Le 14 juillet 1953 – Paris, place de la Nation : 7 morts et 44 blessés parmi des manifestants pour la libération de l’Algérie. AFP

Un épisode tragique de l’histoire de France. Il y a 68 ans, jour pour jour, le 14 juillet 1953, un an avant le début de la guerre d’Algérie, un drame s’est déroulé en plein Paris. A la fin d’une manifestation célébrant la Révolution française, la police parisienne assassine froidement six travailleurs algériens et un syndicaliste français, place de la Nation, alors que résonnent les slogans : « À bas le colonialisme », « Nous voulons l’indépendance ». Une cinquantaine de manifestants sont également blessés.

 

Chaque 14 juillet, pour ne pas laisser la rue aux seuls cortèges militaires, le PCF, la CGT et leurs alliés organisent un défilé populaire dans les rues parisiennes. Et depuis quelques années, les Algériens forment également un cortège autonome, encadré par le Mouvement pour le triomphe des libertés démocratiques (MTLD).

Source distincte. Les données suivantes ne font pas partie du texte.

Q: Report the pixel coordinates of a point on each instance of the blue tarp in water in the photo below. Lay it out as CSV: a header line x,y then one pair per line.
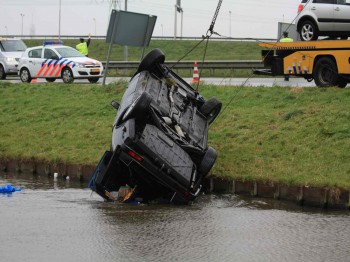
x,y
9,189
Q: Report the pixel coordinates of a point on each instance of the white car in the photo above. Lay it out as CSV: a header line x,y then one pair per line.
x,y
330,18
11,50
54,60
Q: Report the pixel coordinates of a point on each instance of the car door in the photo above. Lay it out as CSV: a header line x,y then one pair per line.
x,y
324,11
342,15
34,61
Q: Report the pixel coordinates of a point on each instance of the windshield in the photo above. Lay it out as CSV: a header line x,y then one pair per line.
x,y
68,52
13,45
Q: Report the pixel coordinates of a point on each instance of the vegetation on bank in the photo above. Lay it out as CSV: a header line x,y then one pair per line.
x,y
174,50
297,136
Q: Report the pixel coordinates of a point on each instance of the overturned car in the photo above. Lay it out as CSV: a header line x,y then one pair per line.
x,y
159,138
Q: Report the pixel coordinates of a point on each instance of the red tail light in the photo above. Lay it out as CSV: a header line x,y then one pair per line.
x,y
300,8
135,156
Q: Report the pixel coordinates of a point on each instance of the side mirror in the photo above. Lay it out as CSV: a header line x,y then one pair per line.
x,y
115,104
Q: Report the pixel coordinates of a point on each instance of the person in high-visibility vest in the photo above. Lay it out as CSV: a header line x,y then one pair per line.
x,y
285,38
83,47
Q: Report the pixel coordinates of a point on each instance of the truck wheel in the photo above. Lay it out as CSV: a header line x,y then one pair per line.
x,y
139,107
211,109
2,73
308,31
67,75
25,75
326,72
207,161
156,56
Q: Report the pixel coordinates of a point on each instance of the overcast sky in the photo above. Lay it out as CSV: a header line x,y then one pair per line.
x,y
249,18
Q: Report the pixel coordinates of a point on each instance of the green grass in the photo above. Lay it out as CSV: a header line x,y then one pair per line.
x,y
291,135
174,50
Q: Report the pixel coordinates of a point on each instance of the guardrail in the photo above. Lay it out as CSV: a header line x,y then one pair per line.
x,y
219,64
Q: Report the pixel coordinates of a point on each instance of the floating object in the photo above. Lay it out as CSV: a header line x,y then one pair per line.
x,y
9,189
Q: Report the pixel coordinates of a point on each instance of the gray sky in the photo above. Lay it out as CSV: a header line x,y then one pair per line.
x,y
249,18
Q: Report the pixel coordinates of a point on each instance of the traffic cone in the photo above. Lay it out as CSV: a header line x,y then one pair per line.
x,y
195,78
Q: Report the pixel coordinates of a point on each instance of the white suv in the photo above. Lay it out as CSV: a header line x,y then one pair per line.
x,y
330,18
11,49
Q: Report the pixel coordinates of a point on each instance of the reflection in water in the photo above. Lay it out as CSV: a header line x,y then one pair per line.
x,y
59,221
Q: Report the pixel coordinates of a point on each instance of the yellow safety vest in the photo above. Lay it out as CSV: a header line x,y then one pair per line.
x,y
82,48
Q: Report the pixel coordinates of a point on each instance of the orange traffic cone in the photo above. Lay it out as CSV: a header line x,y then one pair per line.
x,y
195,73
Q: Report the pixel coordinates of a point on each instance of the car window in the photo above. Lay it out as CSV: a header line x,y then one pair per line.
x,y
35,53
341,2
324,1
13,46
68,52
48,53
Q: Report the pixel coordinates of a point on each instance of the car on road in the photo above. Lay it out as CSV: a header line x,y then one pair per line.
x,y
329,18
11,50
53,60
159,138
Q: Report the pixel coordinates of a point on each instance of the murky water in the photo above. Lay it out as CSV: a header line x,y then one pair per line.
x,y
61,221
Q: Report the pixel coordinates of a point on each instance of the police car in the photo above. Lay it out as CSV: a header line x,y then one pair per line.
x,y
11,49
53,60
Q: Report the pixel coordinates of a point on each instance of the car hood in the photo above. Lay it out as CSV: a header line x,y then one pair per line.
x,y
13,54
84,60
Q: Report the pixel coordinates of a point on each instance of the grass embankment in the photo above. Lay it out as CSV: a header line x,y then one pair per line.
x,y
293,136
174,50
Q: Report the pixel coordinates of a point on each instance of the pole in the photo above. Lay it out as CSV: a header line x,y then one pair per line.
x,y
59,21
126,47
22,15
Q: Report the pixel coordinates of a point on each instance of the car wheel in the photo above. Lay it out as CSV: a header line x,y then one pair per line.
x,y
211,109
93,80
67,75
139,107
156,56
25,75
207,161
308,31
2,72
326,72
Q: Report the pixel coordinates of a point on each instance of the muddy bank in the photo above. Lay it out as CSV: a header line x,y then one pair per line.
x,y
322,197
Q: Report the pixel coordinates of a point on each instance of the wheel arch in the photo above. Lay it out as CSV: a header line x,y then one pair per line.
x,y
306,18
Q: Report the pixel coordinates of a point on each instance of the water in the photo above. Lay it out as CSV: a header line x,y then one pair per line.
x,y
61,221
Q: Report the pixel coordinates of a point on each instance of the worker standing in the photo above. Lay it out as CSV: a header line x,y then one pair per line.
x,y
83,47
285,39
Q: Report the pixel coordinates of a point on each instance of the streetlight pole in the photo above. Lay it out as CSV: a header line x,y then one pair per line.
x,y
22,15
95,24
230,22
59,21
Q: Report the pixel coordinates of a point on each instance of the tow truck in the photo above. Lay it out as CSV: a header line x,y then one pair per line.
x,y
327,62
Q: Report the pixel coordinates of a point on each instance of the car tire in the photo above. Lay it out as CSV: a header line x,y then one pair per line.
x,y
326,72
138,108
2,73
25,75
211,109
93,79
207,161
156,56
308,31
67,75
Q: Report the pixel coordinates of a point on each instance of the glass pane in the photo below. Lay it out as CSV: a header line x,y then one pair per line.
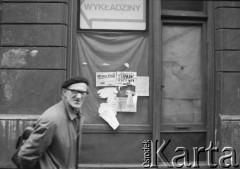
x,y
184,5
182,79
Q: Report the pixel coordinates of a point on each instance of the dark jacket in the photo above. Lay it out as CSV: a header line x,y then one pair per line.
x,y
53,143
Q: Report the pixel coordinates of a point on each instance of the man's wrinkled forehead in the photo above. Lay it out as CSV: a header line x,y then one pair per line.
x,y
78,86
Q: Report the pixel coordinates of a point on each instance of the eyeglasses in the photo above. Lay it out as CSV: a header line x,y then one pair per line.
x,y
76,92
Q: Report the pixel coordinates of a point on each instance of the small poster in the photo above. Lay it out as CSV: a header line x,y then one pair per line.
x,y
126,78
106,79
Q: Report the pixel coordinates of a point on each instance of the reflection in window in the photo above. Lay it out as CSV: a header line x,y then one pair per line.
x,y
182,78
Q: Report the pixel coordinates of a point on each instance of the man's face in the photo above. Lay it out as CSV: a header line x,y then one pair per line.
x,y
75,94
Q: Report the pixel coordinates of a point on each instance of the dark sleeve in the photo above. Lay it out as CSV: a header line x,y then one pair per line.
x,y
37,144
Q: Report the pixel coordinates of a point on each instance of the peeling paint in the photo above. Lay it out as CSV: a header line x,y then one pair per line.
x,y
14,58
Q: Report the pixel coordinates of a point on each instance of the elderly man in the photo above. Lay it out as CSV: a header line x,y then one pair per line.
x,y
54,142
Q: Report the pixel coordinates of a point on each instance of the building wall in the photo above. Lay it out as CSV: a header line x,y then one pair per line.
x,y
33,63
227,56
33,50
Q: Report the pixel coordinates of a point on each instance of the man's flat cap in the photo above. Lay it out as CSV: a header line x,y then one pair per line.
x,y
73,80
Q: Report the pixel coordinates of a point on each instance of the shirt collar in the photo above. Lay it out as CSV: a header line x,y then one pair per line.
x,y
72,113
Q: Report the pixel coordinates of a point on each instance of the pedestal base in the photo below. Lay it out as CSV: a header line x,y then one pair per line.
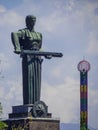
x,y
33,124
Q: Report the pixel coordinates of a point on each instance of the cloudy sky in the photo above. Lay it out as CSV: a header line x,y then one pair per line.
x,y
68,26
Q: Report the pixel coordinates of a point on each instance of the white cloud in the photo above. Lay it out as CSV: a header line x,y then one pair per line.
x,y
4,63
92,44
10,18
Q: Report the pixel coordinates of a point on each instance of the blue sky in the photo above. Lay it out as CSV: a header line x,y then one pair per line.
x,y
68,26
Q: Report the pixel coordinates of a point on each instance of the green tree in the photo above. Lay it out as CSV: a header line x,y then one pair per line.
x,y
3,125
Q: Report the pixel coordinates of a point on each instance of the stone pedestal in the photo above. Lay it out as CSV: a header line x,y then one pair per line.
x,y
33,124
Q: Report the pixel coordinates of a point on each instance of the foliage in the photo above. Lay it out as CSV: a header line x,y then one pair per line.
x,y
2,124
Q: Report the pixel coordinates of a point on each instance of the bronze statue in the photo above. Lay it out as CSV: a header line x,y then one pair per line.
x,y
28,39
28,43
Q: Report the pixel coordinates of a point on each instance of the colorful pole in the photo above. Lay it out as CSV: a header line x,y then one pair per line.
x,y
83,67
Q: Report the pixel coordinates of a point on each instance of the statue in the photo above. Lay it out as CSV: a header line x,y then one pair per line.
x,y
28,43
28,39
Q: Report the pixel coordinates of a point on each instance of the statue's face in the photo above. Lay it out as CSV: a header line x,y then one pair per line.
x,y
30,23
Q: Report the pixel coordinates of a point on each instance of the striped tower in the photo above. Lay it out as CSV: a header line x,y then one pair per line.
x,y
83,67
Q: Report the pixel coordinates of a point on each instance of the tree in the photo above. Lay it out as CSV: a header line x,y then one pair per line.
x,y
3,125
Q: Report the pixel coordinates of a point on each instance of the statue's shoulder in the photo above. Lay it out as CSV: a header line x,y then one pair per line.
x,y
38,33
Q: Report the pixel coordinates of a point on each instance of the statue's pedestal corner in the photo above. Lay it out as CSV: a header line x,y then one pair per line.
x,y
34,123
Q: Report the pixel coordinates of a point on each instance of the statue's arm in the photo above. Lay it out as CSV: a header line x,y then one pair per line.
x,y
15,40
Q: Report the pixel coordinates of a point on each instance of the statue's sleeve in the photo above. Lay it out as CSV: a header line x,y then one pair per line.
x,y
15,40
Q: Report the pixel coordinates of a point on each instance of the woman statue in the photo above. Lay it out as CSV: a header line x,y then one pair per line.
x,y
28,39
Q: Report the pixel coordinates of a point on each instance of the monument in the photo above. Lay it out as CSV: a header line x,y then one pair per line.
x,y
27,43
84,67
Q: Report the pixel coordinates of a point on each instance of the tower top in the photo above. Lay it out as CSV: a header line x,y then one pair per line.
x,y
83,66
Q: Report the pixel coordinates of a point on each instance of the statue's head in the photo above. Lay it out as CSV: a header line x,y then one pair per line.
x,y
30,21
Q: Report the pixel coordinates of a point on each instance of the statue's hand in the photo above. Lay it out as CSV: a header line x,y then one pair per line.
x,y
17,51
48,56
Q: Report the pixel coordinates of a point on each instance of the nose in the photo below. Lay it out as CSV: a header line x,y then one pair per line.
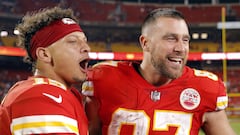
x,y
85,48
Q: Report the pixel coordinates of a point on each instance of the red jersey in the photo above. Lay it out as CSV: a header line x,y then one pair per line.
x,y
129,105
42,106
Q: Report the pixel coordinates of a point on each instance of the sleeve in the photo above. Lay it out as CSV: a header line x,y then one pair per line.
x,y
222,98
43,110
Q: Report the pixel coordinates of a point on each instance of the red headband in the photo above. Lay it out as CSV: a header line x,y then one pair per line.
x,y
53,32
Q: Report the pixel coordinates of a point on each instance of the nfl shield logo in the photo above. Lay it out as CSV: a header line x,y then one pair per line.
x,y
155,95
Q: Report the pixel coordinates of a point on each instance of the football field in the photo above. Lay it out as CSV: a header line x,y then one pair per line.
x,y
235,123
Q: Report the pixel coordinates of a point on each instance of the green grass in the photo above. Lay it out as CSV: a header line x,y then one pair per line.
x,y
235,124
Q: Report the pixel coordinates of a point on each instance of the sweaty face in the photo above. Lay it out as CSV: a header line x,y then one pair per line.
x,y
169,46
70,56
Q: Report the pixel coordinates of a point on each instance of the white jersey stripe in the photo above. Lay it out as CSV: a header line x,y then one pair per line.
x,y
44,124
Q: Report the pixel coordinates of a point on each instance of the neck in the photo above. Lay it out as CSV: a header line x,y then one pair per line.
x,y
152,76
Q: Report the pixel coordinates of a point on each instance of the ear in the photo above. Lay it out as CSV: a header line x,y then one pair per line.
x,y
144,42
43,54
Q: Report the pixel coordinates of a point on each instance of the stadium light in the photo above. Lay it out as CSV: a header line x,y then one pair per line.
x,y
4,33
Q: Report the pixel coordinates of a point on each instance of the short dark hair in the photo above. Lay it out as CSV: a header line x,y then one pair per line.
x,y
36,20
161,12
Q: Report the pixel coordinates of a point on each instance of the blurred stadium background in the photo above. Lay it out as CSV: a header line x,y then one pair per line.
x,y
113,27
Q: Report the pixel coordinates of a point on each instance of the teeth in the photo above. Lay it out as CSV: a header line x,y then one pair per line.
x,y
176,59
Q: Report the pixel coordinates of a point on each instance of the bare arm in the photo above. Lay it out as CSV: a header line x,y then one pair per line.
x,y
216,123
91,108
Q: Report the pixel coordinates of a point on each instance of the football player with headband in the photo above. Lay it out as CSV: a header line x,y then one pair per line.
x,y
160,95
47,102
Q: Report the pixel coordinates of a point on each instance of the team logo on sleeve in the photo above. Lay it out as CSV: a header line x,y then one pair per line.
x,y
155,95
190,98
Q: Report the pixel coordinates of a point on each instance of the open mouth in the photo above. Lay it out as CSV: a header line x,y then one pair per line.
x,y
176,60
84,64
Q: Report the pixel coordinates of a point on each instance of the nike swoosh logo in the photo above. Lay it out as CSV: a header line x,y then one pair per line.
x,y
56,99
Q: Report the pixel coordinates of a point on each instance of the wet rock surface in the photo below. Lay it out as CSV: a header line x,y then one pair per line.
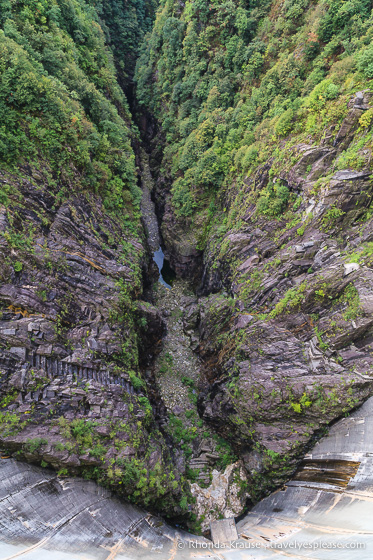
x,y
312,512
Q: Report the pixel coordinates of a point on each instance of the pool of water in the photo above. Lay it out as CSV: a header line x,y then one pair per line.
x,y
166,274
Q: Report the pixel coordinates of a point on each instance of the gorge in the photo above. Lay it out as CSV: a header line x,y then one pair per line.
x,y
186,286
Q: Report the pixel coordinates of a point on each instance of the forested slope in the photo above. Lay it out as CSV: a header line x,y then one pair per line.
x,y
263,154
257,119
74,334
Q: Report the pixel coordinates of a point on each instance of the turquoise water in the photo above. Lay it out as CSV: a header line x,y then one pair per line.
x,y
166,274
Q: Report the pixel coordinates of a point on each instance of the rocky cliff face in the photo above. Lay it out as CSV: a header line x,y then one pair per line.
x,y
194,401
266,178
71,329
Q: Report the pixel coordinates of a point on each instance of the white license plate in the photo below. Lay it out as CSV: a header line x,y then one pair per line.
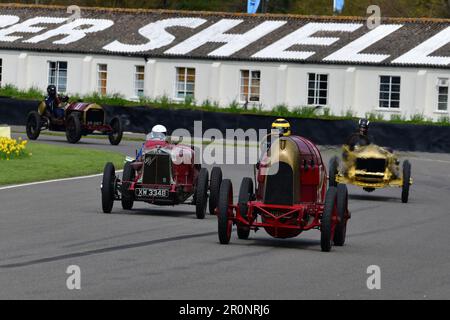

Le 14 juillet 1953, les Algériens indépendantistes défilent derrière un immense portrait de leur chef, Messali Hadj, alors emprisonné.

A la fin de la manifestation, place de la Nation, la police exige le retrait du portrait de Messali. Devant le refus des Algériens, une charge violente commence. Soudain, un cri : « Ils ont tiré à balles réelles ! ». Six Algériens (Abdelkader Draris, Larbi Daoui, Abdallah Bacha, Mouloud Illoul, Tahar Madjène, Amar Tadjadit) et un Français (Maurice Lurot, militant CGT) sont abattus par la police.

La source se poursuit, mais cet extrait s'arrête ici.